A wave of spot selling crashed the price of Bitcoin on Saturday, leading to a plunge in prices of many other cryptocurrencies including Ethereum, Litecoin and Ripple.
As of publishing, Bitcoin was trading at $47,395.99, down over 16 per cent from its Friday figure. Many cryptocurrencies were trading at 20 per cent below their earlier levels initially before recovering some of their value.
Huge stop losses were triggered in cryptocurrency derivative markets, Coindesk reported, noting that Coinglass data shows nearly $600 million worth of bitcoin futures positions were triggered in less than an hour.
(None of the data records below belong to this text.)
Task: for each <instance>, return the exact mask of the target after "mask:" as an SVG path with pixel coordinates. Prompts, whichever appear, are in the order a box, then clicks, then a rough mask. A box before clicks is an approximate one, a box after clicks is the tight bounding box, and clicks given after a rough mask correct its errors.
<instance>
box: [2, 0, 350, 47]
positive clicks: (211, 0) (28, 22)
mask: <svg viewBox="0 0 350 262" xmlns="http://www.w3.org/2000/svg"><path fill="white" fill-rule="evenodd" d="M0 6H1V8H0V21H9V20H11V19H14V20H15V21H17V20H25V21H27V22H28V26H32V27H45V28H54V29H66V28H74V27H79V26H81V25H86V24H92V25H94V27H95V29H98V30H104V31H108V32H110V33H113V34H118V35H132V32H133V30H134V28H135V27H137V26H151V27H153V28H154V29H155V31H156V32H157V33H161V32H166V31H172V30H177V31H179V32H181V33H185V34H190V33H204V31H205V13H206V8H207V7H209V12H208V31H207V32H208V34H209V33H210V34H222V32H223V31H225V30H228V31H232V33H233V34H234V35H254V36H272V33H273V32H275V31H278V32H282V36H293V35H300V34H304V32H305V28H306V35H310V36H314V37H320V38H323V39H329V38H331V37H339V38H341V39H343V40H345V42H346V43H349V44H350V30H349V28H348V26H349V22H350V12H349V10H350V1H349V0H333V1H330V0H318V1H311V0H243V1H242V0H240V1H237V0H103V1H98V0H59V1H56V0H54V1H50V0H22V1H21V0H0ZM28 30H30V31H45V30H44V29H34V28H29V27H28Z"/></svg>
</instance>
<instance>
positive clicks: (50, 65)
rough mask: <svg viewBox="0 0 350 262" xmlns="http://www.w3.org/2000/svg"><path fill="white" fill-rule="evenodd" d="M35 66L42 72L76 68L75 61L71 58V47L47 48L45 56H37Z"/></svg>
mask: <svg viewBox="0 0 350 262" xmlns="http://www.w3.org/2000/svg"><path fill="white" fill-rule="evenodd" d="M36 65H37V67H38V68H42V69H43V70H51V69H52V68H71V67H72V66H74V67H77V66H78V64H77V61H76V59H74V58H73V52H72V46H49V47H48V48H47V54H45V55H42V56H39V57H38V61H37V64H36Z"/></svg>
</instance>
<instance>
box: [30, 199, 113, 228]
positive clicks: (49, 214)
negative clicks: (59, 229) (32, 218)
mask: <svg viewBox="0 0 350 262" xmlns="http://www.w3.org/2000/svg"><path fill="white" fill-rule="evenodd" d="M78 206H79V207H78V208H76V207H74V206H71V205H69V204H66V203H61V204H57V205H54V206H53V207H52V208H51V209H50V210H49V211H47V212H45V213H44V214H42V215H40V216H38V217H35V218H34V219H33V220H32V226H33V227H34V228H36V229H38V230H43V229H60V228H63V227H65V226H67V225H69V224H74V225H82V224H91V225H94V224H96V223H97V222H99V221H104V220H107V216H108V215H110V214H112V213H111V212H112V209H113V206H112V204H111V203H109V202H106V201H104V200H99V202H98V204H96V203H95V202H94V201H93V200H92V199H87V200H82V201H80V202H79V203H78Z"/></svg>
Tether (USDT), a stablecoin that is supposed to be maintained at a 1:1 peg with the US dollar, was briefly trading at $1.025 on Coinbase.
The crypto sell-off accompanied general volatility in financial markets as central banks tighten monetary policy the world over, and fears of the Omnicron variant and its potential impact on global trade drive back risk appetites.
El Salvador, which has bet big on cryptocurrencies by making Bitcoin legal tender, has continued with its tradition of buying more Bitcoin whenever the price crashes. President Nayib Bukele tweeted that the country had bought 150BTC at an average price of $48,670.
Just one month back, BTC was trading at an all-time-high of over $68,000.